Os autores desenvolveram um modelo matemático para testar as suas ideias e explorar formas de reduzir o stress e construir resiliência. "Os resultados preliminares destacam a necessidade de intervenções em vários níveis e escalas", disse a coautora Professora Julia Arciero, da Universidade de Indiana, EUA.

“Embora os medicamentos anti-inflamatórios sejam por vezes utilizados para tratar condições médicas associadas à inflamação, não pensamos que sejam a resposta completa para as pessoas”, disse o Dr. David Katz, coautor e especialista em medicina preventiva e de estilo de vida com sede nos EUA. “Mudanças no estilo de vida, como alimentação saudável, exercícios e redução da exposição a conteúdos on-line estressantes, também podem ser importantes”.

“A nova era de precisão e terapia personalizada também pode oferecer um enorme potencial”, acrescentou.

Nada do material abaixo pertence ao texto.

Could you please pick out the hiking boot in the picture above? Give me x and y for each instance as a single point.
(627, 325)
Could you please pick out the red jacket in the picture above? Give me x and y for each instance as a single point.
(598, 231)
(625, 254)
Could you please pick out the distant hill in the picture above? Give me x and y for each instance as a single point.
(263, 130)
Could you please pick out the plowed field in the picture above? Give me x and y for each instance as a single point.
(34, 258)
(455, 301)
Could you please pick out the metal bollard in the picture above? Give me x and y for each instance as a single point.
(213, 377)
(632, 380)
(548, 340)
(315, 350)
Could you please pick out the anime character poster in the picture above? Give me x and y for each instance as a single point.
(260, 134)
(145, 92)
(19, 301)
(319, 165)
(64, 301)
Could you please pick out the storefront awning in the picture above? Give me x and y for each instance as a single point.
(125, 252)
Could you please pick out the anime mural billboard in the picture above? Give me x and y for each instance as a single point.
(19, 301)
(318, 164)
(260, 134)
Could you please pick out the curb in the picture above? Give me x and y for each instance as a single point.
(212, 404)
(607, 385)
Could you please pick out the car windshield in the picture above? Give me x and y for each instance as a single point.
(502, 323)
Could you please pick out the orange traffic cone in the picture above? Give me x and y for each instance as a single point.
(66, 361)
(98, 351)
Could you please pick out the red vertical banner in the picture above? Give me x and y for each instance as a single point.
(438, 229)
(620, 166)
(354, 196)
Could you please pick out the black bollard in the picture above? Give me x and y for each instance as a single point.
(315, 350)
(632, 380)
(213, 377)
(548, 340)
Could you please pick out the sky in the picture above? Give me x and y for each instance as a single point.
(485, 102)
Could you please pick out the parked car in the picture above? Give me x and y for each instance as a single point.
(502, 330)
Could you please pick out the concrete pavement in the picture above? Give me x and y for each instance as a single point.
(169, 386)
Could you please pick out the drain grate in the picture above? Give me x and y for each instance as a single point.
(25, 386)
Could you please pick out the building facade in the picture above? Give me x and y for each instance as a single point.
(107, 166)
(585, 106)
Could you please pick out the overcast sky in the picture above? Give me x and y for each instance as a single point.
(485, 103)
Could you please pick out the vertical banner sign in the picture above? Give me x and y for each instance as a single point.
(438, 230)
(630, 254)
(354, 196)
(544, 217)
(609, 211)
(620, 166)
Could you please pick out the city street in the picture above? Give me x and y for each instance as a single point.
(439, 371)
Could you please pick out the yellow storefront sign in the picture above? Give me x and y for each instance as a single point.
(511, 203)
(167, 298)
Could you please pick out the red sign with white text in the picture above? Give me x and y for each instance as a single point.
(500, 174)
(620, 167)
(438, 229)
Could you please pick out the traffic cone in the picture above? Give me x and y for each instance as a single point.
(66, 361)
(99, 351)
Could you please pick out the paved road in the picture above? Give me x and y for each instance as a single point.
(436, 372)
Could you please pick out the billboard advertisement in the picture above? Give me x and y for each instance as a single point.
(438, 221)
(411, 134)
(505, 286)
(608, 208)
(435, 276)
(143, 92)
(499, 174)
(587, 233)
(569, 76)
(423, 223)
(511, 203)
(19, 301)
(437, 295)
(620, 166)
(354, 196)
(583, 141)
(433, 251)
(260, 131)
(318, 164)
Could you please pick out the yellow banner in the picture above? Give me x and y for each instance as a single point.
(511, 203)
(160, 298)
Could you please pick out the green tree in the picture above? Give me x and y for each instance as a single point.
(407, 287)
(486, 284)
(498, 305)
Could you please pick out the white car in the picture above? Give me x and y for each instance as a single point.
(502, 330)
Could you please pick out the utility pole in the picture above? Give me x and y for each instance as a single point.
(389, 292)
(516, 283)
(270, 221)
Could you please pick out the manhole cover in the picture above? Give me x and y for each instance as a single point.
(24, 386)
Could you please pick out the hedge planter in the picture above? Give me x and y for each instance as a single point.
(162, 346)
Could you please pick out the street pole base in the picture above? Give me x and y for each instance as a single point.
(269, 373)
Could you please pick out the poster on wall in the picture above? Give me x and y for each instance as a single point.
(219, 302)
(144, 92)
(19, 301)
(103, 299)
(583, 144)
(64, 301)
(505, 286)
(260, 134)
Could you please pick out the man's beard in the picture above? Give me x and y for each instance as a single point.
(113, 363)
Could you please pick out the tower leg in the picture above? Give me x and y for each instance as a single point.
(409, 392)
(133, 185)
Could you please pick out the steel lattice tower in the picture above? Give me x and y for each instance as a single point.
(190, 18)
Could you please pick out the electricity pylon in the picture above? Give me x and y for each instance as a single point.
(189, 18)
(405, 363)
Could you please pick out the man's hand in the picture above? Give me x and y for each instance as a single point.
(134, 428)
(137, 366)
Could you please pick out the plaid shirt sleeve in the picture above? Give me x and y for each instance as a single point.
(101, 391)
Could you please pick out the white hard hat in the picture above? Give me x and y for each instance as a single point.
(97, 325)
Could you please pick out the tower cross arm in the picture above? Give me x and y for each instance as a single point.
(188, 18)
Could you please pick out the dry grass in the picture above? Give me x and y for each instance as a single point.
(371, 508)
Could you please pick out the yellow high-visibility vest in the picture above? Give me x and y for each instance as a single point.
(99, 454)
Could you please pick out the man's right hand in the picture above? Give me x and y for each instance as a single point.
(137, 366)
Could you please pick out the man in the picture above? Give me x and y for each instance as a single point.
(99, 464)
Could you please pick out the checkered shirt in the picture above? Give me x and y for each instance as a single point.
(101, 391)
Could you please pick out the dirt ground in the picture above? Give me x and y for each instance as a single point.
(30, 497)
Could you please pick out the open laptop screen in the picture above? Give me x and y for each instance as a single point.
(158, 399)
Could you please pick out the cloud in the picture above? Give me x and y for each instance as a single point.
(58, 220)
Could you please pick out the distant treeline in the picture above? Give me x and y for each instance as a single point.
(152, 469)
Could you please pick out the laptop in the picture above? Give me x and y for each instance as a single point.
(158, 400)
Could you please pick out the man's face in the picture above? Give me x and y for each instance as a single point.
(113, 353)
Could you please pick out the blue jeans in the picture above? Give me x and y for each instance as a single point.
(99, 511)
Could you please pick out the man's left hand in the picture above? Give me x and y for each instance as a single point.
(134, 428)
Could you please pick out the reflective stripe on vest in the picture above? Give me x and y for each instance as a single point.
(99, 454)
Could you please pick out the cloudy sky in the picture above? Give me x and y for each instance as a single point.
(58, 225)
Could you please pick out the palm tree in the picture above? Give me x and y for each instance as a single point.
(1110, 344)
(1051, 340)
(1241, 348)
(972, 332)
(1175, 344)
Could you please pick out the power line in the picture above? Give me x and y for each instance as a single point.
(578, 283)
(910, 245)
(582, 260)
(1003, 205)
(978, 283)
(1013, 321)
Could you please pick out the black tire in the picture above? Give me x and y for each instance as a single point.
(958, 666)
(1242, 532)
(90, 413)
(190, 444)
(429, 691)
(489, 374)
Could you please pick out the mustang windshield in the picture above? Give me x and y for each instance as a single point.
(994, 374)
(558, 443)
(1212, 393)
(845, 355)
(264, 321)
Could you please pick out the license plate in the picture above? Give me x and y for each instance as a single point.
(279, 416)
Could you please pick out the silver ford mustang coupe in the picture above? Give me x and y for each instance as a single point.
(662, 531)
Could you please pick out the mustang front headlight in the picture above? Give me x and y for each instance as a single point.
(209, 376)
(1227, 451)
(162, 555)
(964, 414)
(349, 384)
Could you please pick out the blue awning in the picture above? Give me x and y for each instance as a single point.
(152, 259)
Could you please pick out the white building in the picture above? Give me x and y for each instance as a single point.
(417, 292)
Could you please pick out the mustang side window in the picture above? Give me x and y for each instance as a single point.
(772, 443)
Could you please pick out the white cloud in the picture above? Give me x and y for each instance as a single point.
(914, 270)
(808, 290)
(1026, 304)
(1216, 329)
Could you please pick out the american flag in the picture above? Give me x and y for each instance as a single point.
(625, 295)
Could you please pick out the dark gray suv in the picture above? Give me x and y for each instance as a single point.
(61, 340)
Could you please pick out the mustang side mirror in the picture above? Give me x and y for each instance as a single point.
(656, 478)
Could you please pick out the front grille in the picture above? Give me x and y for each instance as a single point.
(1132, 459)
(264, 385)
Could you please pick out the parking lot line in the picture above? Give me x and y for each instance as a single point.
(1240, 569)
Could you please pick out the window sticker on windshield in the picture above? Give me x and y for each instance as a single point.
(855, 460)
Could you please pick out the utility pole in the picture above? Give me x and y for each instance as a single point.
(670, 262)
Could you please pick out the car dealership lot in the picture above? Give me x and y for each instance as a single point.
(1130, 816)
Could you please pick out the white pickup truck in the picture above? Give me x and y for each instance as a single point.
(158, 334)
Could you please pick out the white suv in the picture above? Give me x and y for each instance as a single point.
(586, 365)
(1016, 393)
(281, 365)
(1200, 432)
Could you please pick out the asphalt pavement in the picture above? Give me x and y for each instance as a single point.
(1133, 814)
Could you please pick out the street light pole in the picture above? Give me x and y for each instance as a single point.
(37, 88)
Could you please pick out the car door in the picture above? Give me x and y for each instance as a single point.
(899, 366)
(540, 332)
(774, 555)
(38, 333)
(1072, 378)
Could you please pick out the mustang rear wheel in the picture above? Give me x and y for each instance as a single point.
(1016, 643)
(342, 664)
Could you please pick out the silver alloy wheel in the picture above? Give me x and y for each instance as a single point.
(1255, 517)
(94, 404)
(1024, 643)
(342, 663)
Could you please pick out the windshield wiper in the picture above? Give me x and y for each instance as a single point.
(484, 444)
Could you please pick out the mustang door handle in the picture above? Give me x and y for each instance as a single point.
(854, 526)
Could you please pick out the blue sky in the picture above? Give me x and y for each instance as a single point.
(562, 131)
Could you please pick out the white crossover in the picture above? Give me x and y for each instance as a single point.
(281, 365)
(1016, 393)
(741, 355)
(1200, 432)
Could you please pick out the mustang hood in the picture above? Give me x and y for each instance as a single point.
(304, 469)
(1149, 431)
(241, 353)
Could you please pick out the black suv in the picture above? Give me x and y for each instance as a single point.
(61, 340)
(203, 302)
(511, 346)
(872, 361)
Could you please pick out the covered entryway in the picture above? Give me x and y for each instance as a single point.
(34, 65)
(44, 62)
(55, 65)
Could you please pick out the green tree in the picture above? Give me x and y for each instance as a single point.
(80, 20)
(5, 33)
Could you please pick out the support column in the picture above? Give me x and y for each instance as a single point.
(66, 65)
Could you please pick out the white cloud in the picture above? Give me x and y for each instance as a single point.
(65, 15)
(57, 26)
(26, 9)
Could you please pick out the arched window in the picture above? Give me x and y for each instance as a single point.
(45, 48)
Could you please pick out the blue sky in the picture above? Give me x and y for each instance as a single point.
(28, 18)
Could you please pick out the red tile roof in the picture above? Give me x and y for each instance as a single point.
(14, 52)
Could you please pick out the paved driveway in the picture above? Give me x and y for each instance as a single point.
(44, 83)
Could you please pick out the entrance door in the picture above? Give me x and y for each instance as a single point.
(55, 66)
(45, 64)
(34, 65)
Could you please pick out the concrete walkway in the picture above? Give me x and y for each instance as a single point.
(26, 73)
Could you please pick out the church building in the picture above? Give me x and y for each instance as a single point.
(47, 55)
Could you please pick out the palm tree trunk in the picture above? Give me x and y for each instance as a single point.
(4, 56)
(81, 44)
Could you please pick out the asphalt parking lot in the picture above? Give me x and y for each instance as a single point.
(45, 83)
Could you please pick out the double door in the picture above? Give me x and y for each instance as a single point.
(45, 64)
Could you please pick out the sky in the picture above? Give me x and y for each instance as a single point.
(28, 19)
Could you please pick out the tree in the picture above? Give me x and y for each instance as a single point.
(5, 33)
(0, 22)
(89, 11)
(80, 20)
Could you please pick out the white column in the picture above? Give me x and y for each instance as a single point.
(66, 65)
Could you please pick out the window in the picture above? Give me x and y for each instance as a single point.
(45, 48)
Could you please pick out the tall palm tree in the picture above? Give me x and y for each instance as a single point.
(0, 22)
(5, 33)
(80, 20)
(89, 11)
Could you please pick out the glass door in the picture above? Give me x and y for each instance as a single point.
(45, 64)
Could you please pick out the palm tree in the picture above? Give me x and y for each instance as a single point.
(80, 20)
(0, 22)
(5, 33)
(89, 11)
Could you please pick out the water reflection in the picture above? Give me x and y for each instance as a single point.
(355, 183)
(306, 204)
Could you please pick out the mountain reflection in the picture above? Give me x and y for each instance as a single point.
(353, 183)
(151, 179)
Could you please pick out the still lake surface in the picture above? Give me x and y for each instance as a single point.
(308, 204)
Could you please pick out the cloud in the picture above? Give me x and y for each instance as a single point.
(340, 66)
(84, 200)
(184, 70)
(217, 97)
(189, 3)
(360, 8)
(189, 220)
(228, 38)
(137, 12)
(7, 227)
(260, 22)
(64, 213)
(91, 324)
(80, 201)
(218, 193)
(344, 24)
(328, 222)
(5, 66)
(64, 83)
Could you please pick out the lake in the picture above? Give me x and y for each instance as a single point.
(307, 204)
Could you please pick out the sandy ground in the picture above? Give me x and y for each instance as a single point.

A nível social, os autores sugerem a criação de espaços públicos tranquilos e a prestação de educação sobre as normas e instituições que mantêm as nossas sociedades estáveis ​​e funcionais.

“Embora a nossa hipótese do 'mapa da inflamação' e o modelo matemático correspondente sejam um começo, é necessário um esforço de investigação coordenado e interdisciplinar para definir intervenções que possam melhorar a vida dos indivíduos e a resiliência das comunidades ao stress. Esperamos que o nosso artigo estimule cientistas de todo o mundo a aceitar este desafio”, concluiu Vodovotz.